Alarming markets give cash cachet
Bracing for worst, big investors seek safety in liquidity
In the run-up to this week’s jagged stock ride, many large investors were preparing for the worst by stashing away cash.
On Beacon Hill, deputy state treasurer James MacDonald, who oversees $8.5 billion in cash accounts for the Commonwealth and 295 Massachusetts cities and towns, started worrying weeks ago about Washington lawmakers’ inability to strike a deal on the US debt ceiling. On July 27, days before Congress’s deadline, he had managers raise the safest holdings in the short-term fund he watches over to 20 percent - double the required amount.
“Nobody knew what was going to happen,’’ MacDonald said. “We just took that as a planning measure, just to have some additional liquidity.’’
As it turned out, investors were more alarmed about the global economy than the United States losing its AAA debt rating. Standard & Poor’s downgrade of US debt a week ago ended up leaving bonds unscathed, while stocks staggered before recovering Thursday and yesterday. Early in the week, MacDonald said, he followed the markets “almost hour by hour.’’

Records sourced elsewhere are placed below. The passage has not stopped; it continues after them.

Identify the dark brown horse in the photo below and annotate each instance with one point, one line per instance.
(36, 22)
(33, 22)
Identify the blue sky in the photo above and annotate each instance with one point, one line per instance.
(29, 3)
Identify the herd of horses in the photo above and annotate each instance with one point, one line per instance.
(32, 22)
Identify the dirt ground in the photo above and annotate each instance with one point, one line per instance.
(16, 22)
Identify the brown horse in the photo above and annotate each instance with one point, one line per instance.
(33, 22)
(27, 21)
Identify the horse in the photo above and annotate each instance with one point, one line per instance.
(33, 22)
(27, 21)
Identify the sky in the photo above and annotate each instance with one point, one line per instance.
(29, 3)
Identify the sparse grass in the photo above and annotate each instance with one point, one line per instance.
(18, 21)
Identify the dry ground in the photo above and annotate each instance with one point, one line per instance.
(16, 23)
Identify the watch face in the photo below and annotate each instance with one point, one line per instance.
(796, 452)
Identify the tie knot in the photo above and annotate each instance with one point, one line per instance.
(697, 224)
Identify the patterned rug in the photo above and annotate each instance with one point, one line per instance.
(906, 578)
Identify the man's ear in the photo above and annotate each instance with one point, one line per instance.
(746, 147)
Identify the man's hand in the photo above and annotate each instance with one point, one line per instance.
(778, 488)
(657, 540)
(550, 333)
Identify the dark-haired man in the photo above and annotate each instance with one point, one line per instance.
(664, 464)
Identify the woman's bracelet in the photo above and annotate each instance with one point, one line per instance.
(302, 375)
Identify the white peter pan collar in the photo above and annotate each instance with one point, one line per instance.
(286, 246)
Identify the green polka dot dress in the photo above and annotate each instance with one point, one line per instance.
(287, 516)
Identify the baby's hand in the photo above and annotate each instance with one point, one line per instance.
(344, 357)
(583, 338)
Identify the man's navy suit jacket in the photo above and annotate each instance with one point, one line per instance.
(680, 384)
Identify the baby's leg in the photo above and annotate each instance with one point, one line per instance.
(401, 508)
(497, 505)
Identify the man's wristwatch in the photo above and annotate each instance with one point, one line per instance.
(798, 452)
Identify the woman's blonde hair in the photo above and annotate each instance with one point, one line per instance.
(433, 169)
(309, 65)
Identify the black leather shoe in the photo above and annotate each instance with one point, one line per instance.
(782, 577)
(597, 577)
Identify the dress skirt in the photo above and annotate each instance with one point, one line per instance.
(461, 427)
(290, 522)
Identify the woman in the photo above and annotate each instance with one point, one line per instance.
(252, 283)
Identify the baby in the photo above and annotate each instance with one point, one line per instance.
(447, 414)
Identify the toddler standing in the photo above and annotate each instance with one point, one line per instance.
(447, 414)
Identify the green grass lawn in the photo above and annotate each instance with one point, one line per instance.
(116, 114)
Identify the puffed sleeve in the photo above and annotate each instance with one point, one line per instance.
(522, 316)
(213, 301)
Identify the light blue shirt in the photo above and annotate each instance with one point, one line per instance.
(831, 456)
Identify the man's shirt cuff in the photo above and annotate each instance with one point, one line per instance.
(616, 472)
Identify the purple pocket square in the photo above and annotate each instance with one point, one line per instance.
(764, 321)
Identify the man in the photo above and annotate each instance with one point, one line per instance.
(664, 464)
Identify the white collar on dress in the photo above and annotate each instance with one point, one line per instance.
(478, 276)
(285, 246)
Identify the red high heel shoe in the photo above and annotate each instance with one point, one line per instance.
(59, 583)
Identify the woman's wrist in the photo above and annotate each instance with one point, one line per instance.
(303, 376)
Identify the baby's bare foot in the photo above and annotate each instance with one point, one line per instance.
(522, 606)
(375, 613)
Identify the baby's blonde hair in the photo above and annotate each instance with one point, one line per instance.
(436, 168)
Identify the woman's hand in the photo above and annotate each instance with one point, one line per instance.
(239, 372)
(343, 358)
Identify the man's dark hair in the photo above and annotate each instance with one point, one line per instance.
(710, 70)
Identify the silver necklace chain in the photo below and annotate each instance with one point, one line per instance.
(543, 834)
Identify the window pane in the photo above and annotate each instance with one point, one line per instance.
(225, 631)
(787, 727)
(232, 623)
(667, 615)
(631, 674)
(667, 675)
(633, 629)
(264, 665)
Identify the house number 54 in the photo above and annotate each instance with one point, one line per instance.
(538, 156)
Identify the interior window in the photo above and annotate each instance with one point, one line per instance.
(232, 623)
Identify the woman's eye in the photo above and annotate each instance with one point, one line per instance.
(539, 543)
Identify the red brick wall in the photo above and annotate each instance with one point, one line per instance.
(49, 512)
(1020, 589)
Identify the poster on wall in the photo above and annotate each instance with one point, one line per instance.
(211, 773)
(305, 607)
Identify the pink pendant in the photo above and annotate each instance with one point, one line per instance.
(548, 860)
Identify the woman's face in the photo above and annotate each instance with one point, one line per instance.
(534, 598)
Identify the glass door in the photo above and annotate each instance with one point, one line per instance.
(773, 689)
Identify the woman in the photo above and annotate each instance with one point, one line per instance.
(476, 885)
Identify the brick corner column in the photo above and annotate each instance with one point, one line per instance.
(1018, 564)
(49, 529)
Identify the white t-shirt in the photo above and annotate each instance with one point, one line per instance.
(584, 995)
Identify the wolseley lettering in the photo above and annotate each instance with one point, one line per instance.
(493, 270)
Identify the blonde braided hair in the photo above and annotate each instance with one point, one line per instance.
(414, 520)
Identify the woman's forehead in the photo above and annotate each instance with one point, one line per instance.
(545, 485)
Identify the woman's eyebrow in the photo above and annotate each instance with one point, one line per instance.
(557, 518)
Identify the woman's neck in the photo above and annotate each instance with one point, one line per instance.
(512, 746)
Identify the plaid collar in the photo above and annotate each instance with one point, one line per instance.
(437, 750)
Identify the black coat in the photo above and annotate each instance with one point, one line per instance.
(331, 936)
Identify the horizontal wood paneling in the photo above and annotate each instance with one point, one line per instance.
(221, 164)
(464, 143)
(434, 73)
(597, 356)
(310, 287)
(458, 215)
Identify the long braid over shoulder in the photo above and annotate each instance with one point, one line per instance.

Many large investors have been taking money out of stocks and riskier assets and moving it into cash and the safest, cash-like securities.
By late last month, George Soros, the major hedge fund manager, had moved 75 percent of his $25.5 billion Quantum Edowment Fund into cash. Other hedge funds also have been stocking up on cash and bonds, according to firms that track their holdings.
“In an effort to reduce risk, investors are piling into government bonds and selling risk assets, such as equities and commodities,’’ said Charles Gradante, co-founder of Hennessee Group, an adviser to hedge funds.
He cited a “massive de-risking’’ by hedge funds so far in August, meaning they have moved into safer bond and cash investments and hedged their stock losses, by betting certain stocks would fall. Grandante said hedge funds have been reacting more to negative global economic news than to the S&P debt downgrade.
Businesses also have been conserving cash, taking a more cautious position than they did in the financial crisis of 2008, when many companies, nonprofits, and individuals had money tied up as the credit markets froze. According to Standard & Poor’s, corporations are sitting on $2 trillion in cash. The largest Massachusetts companies, excluding banks, had $35.3 billion in cash at the end of the second quarter - $9 billion more than in the third quarter of 2008.
Cubist Pharmaceuticals Inc., a Lexington drug maker, had one of the largest increases in cash during the second quarter, thanks in part to a bond offering. The company has more than doubled its cash and short-term investments to just over $1 billion since the end of 2008.
David McGirr, Cubist’s chief financial officer, said the company is generally hanging on to cash so it can make acquisitions. But in the current financial environment, it’s also reassuring.
“When there is uncertainty and volatility in the market, having a little bit of extra cash is more comfortable,’’ McGirr said.
Nationwide, investors large and small have come rushing back into money market funds after fleeing them in the week leading up to the debt ceiling deal. More than $61 billion flowed into the funds in the week ended Tuesday, the most since July 2008, according to iMoneyNet in Westborough.
Meanwhile, large institutional investors that aimed to avoid any shred of risk from government bonds stockpiled cash in bank accounts: Banking giant Bank of New York Mellon Corp. a week ago said it would charge higher fees on accounts bulging with more than $50 million in cash.
Tom Manning, president and investment chief at Silver Bridge Investment Solutions Group in Boston, said high-net-worth clients are being more cautious than they were in 2008.
“Many investors have been looking at the markets a little more conservatively than they did in 2008 and have never quite gotten quite back to the comfort level they had prior to that,’’ Manning said.